После лета Светланка тоже заметно изменилась. И куда только подевалась ее резвая беспечность, щедрый, заразительный смех, рискованные трюки. Она боялась зимы, хандрила, скучала и капризничала. Лицо осунулось и побледнело, глаза смотрели тускло и анемично. Она явно чувствовала себя глубоко несчастной, и Егоров тщетно ломал голову, как бы ее развеселить, ублажить и порадовать. Покупал конфеты и апельсины, брал билеты в театр. Однажды целый вечер простоял в очереди за сапогами для нее, а потом всю неделю не знал, как ей передать эти сапоги, в какой форме, и корчился от стыда и отчаяния. Как ни погляди, картина получалась глубоко унизительной. Чтобы только ублажить ее, урвать пару мгновений счастья, он задабривает ее подарками. Фу, какая гадость, какой позор! Сколько раз он давал себе торжественную клятву больше не заискивать перед девчонкой, заняться делом, наладить самостоятельную жизнь и во что бы то ни стало пресечь эту унизительную зависимость. Давал клятву и тут же нарушал ее. Это было выше его сил: ни о чем, кроме Светланки, он даже думать не мог. Зато как она радовалась в тот вечер, как благодарила за сапоги и как любила его тогда.

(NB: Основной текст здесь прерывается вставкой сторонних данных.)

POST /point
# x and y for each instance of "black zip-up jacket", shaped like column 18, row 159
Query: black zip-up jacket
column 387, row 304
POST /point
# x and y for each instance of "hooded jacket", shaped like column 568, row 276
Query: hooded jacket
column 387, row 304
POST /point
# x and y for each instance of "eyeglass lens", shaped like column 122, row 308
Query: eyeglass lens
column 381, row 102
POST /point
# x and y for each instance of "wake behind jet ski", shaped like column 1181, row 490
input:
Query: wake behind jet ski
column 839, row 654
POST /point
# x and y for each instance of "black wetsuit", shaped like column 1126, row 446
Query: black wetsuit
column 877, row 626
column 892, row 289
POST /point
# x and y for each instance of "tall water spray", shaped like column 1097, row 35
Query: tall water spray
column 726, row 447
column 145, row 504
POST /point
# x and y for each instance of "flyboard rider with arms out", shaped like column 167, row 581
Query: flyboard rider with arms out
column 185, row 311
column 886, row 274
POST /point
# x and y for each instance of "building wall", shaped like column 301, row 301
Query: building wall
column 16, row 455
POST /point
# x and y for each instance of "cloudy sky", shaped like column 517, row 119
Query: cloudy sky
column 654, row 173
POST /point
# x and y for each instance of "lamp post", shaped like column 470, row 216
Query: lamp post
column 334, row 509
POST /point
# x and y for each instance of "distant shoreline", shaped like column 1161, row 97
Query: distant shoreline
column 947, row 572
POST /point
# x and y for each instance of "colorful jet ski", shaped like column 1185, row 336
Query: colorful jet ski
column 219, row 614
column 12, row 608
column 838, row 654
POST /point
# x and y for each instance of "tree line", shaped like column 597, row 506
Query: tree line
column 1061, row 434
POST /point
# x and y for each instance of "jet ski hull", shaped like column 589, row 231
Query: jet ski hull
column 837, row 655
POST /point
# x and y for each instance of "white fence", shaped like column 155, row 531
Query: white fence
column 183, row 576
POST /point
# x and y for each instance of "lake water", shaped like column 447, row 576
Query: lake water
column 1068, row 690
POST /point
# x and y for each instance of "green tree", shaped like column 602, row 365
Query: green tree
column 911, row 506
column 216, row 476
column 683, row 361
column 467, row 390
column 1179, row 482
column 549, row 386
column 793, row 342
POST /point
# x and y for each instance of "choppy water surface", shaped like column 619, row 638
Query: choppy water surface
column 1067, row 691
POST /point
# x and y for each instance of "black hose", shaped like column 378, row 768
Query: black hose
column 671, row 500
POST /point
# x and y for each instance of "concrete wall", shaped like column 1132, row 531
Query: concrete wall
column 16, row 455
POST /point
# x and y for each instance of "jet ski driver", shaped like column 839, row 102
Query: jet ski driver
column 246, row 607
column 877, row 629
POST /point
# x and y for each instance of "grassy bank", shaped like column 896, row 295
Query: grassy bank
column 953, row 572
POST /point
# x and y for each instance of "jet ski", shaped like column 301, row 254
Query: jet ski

— Знаешь, — призналась она, — никто никогда мне ничего не дарил. Даже муж. Он принимал мою любовь как должное. Я крутилась в этой семье круглый день. Там все были больные, и мать, и отец, и даже младшая сестренка. Я работала на них с утра до вечера, таскалась по магазинам, стирала, шила, готовила, но они даже не замечали моих усилий. Муж с детства привык, чтобы все они вертелись вокруг него, угождали ему и прислуживали, — для него это было в порядке вещей…
Светланка еще долго жаловалась на свою неудавшуюся жизнь. Он прилежно кивал, с нетерпением ждал своего часа и в то же время сгорал от стыда и унижения. Он не хотел покупать ее любовь, а получалось, что покупает. Он не пожалел бы ради нее остатков жизни, но как раз в этом она нуждалась меньше всего. Она уже привыкла жить небрежно, как придется, с щедростью молодости она раздаривала свою любовь, не получая взамен ничего, кроме подзатыльников. Да еще признавалась ему, жаловалась, отнимая у него, таким образом, даже право на ревность.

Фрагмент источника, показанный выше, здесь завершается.